Location: The place where the road & the sky collide
23,814 posts, read 34,706,106 times
Reputation: 10256
Quote:
Originally Posted by Vector1 View Post
In answer to your question, I am born and bred in the greatest country ever conceived in human history. So yes I am American, or as some Brits like to derisively call us, Yanks.

As to your assumption about me approving of IRA or the support from the Irish living in America, you are conflating understanding with activism.
I have never sent a penny to the IRA (wouldn't know how even if I wanted to). Just as I have never sent a penny to the Loyalist groups in NI.

My statement was playing off how Dave pointed out some Americans were supporting the IRA (more on that in another post when I have time).
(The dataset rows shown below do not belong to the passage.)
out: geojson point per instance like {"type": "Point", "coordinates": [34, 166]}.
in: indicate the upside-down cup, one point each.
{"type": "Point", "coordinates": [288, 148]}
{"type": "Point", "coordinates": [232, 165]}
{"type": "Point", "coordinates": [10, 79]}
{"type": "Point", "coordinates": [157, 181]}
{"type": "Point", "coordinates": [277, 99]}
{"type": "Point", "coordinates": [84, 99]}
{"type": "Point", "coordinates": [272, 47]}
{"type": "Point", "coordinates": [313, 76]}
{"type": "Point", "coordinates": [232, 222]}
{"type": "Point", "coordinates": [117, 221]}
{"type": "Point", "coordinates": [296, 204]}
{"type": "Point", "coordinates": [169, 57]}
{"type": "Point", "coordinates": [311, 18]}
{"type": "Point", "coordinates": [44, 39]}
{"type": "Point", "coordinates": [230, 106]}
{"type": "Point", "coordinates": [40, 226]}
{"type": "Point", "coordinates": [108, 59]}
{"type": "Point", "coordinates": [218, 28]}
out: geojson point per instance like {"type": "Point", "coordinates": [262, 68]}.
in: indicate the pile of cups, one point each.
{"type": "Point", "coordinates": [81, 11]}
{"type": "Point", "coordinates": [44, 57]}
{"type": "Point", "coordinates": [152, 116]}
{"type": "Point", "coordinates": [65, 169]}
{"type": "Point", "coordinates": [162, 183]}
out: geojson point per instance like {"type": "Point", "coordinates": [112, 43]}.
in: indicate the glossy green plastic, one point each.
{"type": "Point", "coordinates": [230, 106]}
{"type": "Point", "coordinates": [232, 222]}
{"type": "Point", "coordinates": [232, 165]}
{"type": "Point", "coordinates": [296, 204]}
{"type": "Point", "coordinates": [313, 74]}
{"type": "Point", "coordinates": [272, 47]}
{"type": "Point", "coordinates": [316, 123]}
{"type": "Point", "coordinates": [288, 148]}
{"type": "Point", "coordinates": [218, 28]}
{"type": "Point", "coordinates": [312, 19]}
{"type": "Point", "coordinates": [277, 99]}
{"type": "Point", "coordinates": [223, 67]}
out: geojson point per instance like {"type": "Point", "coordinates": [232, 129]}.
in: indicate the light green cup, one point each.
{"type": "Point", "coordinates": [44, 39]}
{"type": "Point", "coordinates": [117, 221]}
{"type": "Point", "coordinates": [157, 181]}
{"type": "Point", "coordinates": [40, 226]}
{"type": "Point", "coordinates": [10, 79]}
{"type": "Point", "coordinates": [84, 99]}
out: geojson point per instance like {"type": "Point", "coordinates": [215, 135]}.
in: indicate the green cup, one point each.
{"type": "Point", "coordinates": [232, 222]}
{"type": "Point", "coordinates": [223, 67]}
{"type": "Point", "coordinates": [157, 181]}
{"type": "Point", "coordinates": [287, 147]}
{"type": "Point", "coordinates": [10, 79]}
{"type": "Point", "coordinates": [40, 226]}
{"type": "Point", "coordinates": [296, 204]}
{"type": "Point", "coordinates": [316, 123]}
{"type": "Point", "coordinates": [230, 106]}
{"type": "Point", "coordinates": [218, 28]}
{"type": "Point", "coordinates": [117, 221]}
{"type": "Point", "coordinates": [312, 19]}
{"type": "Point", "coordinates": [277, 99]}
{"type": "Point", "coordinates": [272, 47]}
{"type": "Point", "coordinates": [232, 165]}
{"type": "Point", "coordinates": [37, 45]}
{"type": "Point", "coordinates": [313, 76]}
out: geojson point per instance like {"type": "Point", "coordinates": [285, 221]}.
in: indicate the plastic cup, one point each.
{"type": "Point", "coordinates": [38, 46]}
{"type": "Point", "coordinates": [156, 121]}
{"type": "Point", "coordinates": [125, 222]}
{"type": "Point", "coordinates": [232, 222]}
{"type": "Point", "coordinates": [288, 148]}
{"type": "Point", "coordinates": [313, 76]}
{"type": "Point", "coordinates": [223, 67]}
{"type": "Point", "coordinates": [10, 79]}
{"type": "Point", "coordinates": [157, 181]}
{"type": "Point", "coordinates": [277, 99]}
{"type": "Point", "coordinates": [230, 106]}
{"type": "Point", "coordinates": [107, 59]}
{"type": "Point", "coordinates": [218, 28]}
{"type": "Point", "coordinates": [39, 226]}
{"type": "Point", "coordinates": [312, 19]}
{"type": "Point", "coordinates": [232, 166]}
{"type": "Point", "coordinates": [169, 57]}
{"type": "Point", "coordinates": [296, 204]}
He found it disturbing and perplexing, and from a English/British point of view, that is understandable.
Yet I was pointing out how some Irish in America probably supported the IRA as a means of their friends & family not being under the rule of an alien power.

As to your connection to Vietnam, you totally lost me on that comparative analogy


`
Dave and I are close in age. I never saw what he saw, but I heard about it. The feds busted the IRA fundraisers. It wasn't our business to be involved. Anyone with a TV and half a brain knew giving money to the IRA was not going to a good and benign cause. We had no more business giving them money and/or guns than the government had to drag us into Vietnam.

North Ireland is part of the UK by choice.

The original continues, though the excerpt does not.